Sanderson Farms Inc., one of the largest American poultry producers, posted disappointing quarterly earnings on Thursday and blamed it on ample supplies. While overall demand for chicken is strong, prices are under pressure because of the glut of beef and pork.

“Demand is pretty good across the proteins,” Tom Hayes, chief executive officer of Tyson Foods Inc., the country’s biggest meat company, said in an interview in Chicago. But “there’s a lot of proteins out there, so prices are down.”

Chicken's in a Tough Fight With Beef for Room on Dinner Plates

Tyson benefits from producing all three major types of meat.

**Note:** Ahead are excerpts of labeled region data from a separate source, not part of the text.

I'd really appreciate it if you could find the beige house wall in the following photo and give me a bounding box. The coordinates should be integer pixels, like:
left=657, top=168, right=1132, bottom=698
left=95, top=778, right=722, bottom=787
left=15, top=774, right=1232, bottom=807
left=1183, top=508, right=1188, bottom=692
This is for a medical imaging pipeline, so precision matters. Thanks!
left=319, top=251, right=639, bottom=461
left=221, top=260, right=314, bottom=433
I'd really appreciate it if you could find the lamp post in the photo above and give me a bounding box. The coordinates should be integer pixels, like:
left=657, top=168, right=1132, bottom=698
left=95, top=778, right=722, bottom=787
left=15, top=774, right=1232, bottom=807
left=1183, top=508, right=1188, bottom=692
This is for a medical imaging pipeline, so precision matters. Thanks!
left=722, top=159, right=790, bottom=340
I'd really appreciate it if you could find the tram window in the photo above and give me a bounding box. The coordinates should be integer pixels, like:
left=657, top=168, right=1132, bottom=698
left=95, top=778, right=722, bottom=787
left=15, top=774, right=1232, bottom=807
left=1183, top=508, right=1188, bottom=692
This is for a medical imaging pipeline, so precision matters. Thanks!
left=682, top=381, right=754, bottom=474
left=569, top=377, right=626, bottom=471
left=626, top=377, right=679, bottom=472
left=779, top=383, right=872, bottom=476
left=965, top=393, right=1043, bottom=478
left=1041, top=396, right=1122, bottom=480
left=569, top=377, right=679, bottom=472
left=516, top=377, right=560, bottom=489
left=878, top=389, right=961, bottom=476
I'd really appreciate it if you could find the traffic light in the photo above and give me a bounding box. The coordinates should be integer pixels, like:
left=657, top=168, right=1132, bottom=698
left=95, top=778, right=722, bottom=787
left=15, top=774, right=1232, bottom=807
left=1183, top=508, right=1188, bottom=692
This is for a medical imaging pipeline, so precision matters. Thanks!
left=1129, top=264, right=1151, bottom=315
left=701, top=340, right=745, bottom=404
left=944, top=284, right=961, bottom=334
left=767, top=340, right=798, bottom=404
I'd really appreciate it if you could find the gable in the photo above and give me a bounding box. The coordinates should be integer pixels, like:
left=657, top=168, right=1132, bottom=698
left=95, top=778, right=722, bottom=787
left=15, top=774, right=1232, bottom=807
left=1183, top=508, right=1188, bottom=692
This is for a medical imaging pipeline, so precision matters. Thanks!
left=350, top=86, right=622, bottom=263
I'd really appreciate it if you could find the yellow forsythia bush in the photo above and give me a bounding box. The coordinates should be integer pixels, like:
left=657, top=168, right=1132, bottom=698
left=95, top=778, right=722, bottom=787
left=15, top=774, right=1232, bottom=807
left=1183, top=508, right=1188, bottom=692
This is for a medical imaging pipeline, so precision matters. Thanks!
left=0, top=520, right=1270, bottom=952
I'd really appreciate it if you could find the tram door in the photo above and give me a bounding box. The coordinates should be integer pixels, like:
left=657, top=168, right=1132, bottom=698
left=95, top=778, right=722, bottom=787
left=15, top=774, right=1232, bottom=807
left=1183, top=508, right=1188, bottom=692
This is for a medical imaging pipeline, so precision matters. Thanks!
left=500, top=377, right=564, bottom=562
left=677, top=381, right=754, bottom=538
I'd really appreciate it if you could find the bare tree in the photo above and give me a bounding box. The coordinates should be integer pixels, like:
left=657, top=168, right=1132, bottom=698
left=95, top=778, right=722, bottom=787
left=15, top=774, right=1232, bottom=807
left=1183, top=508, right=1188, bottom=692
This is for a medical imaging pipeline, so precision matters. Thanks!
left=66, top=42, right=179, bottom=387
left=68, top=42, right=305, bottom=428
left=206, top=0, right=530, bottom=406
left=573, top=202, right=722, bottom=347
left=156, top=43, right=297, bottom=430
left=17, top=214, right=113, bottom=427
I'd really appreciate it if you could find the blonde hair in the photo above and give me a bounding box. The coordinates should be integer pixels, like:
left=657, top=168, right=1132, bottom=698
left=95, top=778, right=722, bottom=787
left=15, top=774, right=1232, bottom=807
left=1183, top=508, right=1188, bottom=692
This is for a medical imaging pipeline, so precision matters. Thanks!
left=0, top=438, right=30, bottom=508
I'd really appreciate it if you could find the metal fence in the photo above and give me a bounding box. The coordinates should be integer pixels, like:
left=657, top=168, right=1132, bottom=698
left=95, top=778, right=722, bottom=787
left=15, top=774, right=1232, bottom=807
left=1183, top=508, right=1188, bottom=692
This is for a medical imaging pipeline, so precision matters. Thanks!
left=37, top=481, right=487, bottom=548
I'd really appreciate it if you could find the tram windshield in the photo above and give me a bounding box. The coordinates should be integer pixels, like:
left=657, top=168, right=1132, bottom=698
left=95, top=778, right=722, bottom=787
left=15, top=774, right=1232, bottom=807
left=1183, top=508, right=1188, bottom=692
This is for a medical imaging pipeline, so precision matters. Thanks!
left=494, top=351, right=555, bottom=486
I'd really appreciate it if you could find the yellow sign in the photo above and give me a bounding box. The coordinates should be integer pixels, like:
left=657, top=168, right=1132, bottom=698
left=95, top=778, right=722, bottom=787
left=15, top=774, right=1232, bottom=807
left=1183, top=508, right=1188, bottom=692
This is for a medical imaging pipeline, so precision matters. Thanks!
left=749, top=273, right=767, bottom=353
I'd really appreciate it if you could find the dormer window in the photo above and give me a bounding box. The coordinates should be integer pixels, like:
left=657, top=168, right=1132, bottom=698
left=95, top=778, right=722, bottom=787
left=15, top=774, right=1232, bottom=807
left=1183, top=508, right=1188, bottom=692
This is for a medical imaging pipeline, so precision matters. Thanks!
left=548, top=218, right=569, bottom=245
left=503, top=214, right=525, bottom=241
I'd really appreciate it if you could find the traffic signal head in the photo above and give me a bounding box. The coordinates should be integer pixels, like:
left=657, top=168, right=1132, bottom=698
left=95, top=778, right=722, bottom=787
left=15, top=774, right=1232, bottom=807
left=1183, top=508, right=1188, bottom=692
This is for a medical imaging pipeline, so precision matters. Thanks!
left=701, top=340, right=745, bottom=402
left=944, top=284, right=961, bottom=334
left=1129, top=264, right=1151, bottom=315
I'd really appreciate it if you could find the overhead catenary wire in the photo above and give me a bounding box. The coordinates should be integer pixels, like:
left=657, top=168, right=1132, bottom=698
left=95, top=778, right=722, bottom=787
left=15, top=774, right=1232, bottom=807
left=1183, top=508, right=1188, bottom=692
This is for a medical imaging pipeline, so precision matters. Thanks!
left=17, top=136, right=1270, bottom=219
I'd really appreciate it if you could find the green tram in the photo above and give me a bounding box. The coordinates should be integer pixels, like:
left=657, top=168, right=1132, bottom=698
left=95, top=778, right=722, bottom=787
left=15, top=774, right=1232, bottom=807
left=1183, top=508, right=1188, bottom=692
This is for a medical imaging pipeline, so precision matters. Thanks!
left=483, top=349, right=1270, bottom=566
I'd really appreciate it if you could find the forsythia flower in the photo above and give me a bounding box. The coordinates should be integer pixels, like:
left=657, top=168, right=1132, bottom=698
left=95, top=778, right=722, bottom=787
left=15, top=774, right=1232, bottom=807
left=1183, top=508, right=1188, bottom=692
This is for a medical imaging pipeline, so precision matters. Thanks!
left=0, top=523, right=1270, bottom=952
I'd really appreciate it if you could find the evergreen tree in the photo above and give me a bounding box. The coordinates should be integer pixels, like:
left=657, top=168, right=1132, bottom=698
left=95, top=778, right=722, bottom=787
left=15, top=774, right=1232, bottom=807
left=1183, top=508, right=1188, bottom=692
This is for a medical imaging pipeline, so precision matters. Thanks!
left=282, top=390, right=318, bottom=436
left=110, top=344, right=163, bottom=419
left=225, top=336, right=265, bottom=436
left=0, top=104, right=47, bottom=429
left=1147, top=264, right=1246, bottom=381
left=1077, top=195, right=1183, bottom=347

While chicken is a tough business, beef is doing better, thanks to strong demand and falling cattle costs, a combination of factors that helped the company to post higher-than-expected fiscal third-quarter earnings earlier in August.

Sanderson, in contrast, is focused on chicken, which it said "will continue to compete against an abundant domestic supply of protein, which may continue to pressure market prices." Also on Thursday, Hormel Foods Corp. gave a full-year earnings forecast that trailed analysts’ estimates and reported a plunge in profits from its commodity meat operations.